If it was not pressure from the government, then I would like to know what additional evidence there was against these students. Except for the statement by Susheel Kumar, there was no other evidence. The security officer on duty again said there was no violence, then why were they suspended? And why was no action taken against the ABVP leader? If there was violence, he too must have been involved.

And look at the irony of it all. The HRD Ministry sent a two-member probe panel which ended up giving a clean chit to its own Ministry, instead of probing the role of the Vice-Chancellor, the Registrar or the ABVP leaders. The entire exercise by the HRD Ministry was to shield those guilty of abetting the suicide.

What has been your follow-up action?

On the basis of on my interaction, I have made my assessment report and sent it to the Vice-Chancellor and the Chief Secretary and Police Commissioner and District Magistrate of Guntur, on January 20, suggesting four steps:

Revoke the suspension of other students [this has since been done].

Institute a high-power inquiry to ascertain what made the university take a U-turn in the matter and suspend these students when the facts of the matter had not changed and when two earlier investigations had given them a clean chit, saying there was no violence but only a mild altercation and had suggested warning both the parties involved.

Rohith’s family be compensated adequately, his fellowship be released, his brother be given employment, and the family given a house under Indira Awas Yojana.

Ascertain the role of the Vice-Chancellor, the Registrar, Dattatreya and ABVP leaders and file an FIR [first information report] under Section 306 [the S.Cs and the S.Ts (Prevention of Atrocities) Act] if they are found guilty.

I had also demanded an “action taken report”, which I should get in two or three days.

Are you also planning to do something on your own in your capacity as Chairman of the National Commission for Scheduled Castes?

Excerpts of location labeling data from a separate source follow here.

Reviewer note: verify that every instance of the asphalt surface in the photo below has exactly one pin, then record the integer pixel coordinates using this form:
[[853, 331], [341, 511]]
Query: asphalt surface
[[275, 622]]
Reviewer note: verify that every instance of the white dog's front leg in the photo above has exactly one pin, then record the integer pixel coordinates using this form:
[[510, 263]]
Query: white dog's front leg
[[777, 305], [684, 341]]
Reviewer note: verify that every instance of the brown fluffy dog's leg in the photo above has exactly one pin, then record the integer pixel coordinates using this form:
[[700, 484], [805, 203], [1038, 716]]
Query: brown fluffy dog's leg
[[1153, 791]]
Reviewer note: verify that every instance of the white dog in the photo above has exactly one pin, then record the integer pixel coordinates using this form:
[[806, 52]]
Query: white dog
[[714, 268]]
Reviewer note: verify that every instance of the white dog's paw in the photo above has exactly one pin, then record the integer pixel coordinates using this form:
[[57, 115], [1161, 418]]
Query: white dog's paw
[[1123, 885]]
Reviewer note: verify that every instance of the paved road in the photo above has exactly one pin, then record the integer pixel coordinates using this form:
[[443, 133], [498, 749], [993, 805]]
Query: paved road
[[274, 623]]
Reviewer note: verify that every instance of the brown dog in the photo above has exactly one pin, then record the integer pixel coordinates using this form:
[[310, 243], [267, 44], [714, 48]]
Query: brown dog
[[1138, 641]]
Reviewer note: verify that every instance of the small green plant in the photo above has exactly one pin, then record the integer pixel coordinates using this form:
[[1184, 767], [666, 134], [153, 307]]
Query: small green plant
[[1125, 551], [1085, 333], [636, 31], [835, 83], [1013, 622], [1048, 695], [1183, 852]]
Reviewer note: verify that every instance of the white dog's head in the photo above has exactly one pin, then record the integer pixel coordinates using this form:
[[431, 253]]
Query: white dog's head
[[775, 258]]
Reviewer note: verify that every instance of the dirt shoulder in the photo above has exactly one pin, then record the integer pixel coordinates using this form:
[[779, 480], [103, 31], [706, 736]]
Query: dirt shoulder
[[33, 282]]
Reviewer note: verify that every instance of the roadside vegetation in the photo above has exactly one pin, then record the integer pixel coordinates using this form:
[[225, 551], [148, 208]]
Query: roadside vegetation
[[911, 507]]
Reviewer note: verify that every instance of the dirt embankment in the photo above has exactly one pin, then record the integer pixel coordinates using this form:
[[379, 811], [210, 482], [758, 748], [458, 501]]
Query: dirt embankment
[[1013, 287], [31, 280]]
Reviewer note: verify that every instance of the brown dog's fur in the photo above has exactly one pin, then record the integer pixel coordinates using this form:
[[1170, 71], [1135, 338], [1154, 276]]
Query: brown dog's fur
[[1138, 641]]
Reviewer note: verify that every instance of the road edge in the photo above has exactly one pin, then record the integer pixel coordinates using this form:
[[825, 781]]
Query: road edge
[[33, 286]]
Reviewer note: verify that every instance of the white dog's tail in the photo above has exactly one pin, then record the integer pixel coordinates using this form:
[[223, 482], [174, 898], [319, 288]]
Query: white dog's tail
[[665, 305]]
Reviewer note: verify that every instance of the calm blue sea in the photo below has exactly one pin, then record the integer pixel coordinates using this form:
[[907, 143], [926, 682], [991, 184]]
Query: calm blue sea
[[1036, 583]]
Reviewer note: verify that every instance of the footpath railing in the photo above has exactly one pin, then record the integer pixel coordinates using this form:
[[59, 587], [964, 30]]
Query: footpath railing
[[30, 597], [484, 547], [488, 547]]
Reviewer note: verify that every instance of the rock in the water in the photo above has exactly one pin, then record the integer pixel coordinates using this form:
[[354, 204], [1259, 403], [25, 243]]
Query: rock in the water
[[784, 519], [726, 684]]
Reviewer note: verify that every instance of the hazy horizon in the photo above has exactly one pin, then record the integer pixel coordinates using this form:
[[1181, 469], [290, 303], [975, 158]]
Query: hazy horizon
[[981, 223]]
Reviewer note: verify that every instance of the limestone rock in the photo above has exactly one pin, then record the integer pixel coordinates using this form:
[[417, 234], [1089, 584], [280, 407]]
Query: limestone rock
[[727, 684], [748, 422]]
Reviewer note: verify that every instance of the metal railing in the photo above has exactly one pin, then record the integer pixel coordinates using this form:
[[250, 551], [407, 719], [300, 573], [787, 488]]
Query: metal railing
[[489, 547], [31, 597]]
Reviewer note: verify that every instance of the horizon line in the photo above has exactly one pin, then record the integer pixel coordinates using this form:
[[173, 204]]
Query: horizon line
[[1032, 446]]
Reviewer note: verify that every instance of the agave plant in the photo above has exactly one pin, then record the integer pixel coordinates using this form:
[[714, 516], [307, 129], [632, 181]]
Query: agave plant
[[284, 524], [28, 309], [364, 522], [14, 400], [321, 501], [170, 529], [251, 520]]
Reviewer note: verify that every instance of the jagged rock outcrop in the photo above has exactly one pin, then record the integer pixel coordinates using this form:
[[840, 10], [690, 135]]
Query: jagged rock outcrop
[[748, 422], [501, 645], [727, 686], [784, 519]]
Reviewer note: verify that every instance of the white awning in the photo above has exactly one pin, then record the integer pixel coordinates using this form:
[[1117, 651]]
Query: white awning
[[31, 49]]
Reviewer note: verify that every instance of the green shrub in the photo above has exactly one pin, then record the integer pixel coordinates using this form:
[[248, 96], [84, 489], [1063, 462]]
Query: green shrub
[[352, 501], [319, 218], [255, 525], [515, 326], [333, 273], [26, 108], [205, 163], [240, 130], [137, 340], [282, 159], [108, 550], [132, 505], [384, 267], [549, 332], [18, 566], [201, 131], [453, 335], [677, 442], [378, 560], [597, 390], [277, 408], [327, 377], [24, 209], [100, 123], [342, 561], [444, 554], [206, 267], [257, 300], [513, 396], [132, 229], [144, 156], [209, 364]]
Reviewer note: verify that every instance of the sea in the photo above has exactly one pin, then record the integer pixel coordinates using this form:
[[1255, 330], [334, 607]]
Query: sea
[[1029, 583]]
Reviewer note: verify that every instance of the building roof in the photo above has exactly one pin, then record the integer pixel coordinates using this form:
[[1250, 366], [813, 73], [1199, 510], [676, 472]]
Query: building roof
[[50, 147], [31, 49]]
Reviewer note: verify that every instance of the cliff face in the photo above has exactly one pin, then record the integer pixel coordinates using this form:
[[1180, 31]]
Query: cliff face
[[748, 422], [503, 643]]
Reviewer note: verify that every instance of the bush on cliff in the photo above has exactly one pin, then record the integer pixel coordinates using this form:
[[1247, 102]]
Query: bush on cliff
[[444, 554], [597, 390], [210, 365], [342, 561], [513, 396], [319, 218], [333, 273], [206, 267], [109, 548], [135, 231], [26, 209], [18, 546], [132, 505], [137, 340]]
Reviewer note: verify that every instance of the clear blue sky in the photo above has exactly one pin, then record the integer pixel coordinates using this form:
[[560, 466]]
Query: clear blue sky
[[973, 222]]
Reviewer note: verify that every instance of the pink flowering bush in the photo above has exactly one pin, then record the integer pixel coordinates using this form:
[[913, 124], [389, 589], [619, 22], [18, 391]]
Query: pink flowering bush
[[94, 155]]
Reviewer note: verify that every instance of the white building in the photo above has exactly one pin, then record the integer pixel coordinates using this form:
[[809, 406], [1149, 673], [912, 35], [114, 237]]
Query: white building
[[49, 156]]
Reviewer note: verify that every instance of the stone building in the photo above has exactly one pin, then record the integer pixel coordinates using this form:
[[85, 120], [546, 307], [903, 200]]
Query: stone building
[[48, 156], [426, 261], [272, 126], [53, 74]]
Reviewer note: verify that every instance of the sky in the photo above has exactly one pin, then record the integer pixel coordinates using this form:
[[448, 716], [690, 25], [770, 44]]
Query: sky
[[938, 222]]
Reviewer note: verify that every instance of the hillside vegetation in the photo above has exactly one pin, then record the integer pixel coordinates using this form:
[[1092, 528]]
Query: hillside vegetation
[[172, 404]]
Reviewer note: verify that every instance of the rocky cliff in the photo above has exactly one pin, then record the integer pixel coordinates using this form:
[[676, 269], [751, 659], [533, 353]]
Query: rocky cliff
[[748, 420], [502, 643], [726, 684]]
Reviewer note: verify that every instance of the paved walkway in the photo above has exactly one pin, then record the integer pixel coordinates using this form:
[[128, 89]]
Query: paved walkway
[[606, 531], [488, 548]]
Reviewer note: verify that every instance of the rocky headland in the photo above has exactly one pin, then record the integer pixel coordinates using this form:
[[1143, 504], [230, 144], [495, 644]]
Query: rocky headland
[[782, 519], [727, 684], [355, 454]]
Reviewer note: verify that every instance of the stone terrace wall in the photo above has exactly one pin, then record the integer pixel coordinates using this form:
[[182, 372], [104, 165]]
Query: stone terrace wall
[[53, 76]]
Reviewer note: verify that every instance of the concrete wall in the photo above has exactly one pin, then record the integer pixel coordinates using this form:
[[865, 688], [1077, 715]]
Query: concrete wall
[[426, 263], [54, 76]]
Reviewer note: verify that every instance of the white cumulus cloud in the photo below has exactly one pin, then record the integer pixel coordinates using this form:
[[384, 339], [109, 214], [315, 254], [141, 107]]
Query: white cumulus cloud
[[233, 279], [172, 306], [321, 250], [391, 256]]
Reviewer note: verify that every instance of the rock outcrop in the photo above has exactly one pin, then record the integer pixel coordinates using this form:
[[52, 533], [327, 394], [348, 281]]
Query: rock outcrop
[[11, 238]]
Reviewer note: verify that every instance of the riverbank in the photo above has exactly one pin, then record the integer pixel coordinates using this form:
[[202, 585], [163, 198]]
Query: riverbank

Yes, I am planning to write to the President because there has been a spurt in the number of cases of atrocities against Dalits since this government has taken over. In almost all cases, the government has been seen to be standing with upper-caste people against Dalits. Two recent examples are from Ratlam and Nagaur in Rajasthan.

In Ratlam, upper-caste people objected to a Dalit groom riding a horse to his wedding. The police, instead of taking action against the upper-caste people, made the Dalit groom wear a helmet and then go for his wedding. In Nagaur, four Dalits were crushed under the wheels of a tractor by an upper-caste man, but no action has been taken against anyone. Such reports are pouring in from all over the country. And the government has not been seen to be supporting Dalits in a single case.

But the Prime Minister looked visibly upset while talking about Rohith. How can you say the government is not concerned?

Yes, he choked on his tears while talking about Rohith. But all that is drama. Where is the action against the guilty? If he was indeed so upset, why did he not sack the Vice-Chancellor, why send him on long leave? Why appoint somebody with a past record of being anti-Dalit as Vice-Chancellor [Vipin Srivastava]? The Prime Minister’s show of concern is only tokenism, not real intention. He always ends up standing with his core constituency of upper castes. He is a showman who will only get a memorial built in London, or in Delhi, but in essence, nothing at all by way of solid action.

In its last Budget, the government cut Rs.66,258 crore from social justice programmes while the S.C. Sub-Plan saw cuts to the tune of Rs.20,000 crore. This government has not taken a single new initiative for Dalits. This is an anti-Dalit government.